Fashion Retrieval via Graph Reasoning Networks on a Similarity Pyramid

IEEE Trans Pattern Anal Mach Intell. 2023 Jun;45(6):7019-7034. doi: 10.1109/TPAMI.2020.3025062. Epub 2023 May 5.

Abstract

Matching clothing images from customers and online shopping stores has rich applications in e-commerce. Existing algorithms mostly encode an image as a global feature vector and perform retrieval via global representation matching. However, distinctive local information on clothing is immersed in this global representation, resulting in sub-optimized performance.
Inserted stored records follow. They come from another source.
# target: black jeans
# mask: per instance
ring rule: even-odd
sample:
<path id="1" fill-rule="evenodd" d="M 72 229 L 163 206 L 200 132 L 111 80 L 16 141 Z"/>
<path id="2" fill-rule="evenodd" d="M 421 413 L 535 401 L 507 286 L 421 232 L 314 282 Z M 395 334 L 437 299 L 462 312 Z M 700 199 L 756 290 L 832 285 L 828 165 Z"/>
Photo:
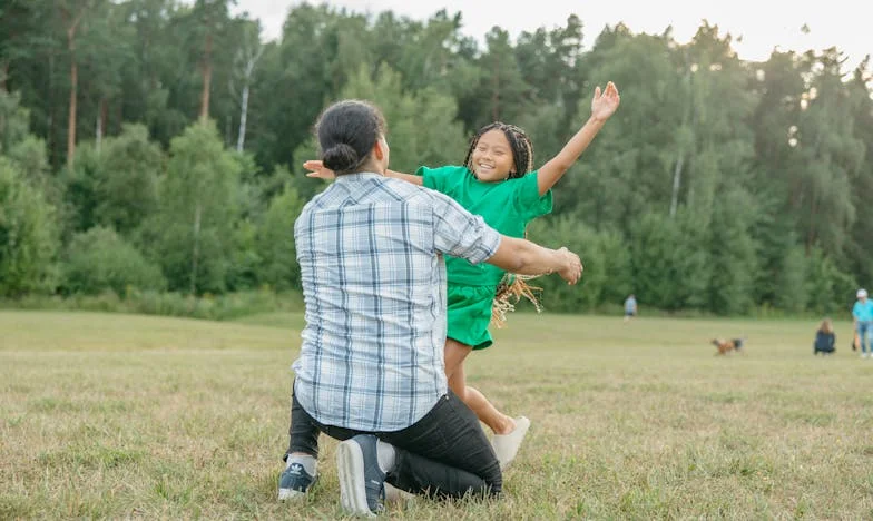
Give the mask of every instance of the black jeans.
<path id="1" fill-rule="evenodd" d="M 500 495 L 503 476 L 479 419 L 451 391 L 414 424 L 394 432 L 362 432 L 323 425 L 292 396 L 291 443 L 286 454 L 318 456 L 318 433 L 336 440 L 375 434 L 396 449 L 396 465 L 385 481 L 414 494 L 460 498 Z"/>

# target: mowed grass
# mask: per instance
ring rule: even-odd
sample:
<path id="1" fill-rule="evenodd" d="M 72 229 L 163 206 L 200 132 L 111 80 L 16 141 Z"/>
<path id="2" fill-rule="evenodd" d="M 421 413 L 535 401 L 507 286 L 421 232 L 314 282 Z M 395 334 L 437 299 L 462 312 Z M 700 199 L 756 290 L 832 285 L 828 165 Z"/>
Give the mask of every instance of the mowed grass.
<path id="1" fill-rule="evenodd" d="M 334 519 L 335 442 L 276 502 L 298 314 L 0 312 L 0 519 Z M 871 519 L 873 360 L 815 322 L 512 315 L 471 384 L 531 431 L 499 501 L 406 519 Z M 747 336 L 714 356 L 715 336 Z"/>

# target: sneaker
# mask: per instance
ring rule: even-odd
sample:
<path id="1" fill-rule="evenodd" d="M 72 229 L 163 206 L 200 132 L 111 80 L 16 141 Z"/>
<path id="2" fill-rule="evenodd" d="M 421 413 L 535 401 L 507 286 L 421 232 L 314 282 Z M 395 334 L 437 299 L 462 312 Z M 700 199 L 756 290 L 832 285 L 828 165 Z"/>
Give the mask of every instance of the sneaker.
<path id="1" fill-rule="evenodd" d="M 354 515 L 375 517 L 383 509 L 385 473 L 379 468 L 376 436 L 359 434 L 336 448 L 340 502 Z"/>
<path id="2" fill-rule="evenodd" d="M 302 464 L 290 464 L 278 478 L 278 500 L 296 500 L 305 497 L 316 478 L 317 474 L 310 475 Z"/>
<path id="3" fill-rule="evenodd" d="M 528 433 L 530 427 L 530 420 L 524 416 L 516 419 L 516 429 L 509 434 L 494 434 L 491 440 L 491 446 L 494 448 L 497 461 L 500 463 L 500 470 L 506 470 L 512 460 L 516 459 L 521 442 L 524 441 L 524 434 Z"/>

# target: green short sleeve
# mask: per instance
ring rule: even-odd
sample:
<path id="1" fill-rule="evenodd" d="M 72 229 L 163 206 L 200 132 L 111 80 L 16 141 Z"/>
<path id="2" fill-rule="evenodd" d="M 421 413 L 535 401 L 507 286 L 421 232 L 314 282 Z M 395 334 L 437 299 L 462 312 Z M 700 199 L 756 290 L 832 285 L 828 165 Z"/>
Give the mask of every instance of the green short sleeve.
<path id="1" fill-rule="evenodd" d="M 537 186 L 538 171 L 526 174 L 518 183 L 516 188 L 516 208 L 519 214 L 526 219 L 530 220 L 547 214 L 551 214 L 552 209 L 552 195 L 551 190 L 540 197 L 540 190 Z"/>

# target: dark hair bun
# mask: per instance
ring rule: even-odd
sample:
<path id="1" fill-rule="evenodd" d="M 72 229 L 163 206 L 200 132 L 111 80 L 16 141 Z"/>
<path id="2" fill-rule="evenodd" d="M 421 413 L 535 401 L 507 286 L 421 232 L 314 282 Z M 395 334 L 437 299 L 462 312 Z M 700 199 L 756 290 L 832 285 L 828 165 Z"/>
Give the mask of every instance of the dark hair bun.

To address this issue, we propose a novel graph reasoning network (GRNet) on a similarity pyramid, which learns similarities between a query and a gallery cloth by using both initial pairwise multi-scale feature representations and matching propagation for unaligned representations. The query local representations at each scale are aligned with those of the gallery via an adaptive window pooling module. The similarity pyramid is represented by a similarity graph, where nodes represent similarities between clothing components at different scales, and the final matching score is obtained by message propagation along edges. In GRNet, graph reasoning is solved by training a graph convolutional network, enabling the alignment of salient clothing components to improve clothing retrieval. To facilitate future research, we introduce a new benchmark, i.e. FindFashion, containing rich annotations of bounding boxes, views, occlusions, and cropping. Extensive experiments show that GRNet obtains new state-of-the-art results on three challenging benchmarks, e.g. pushing the accuracy of top-1, top-20, and top-50 on DeepFashion to 27, 66, and 75 percent (i.e. 6, 12, and 10 percent absolute improvements), outperforming competitors with large margins. On FindFashion, GRNet achieves considerable improvements on all empirical settings.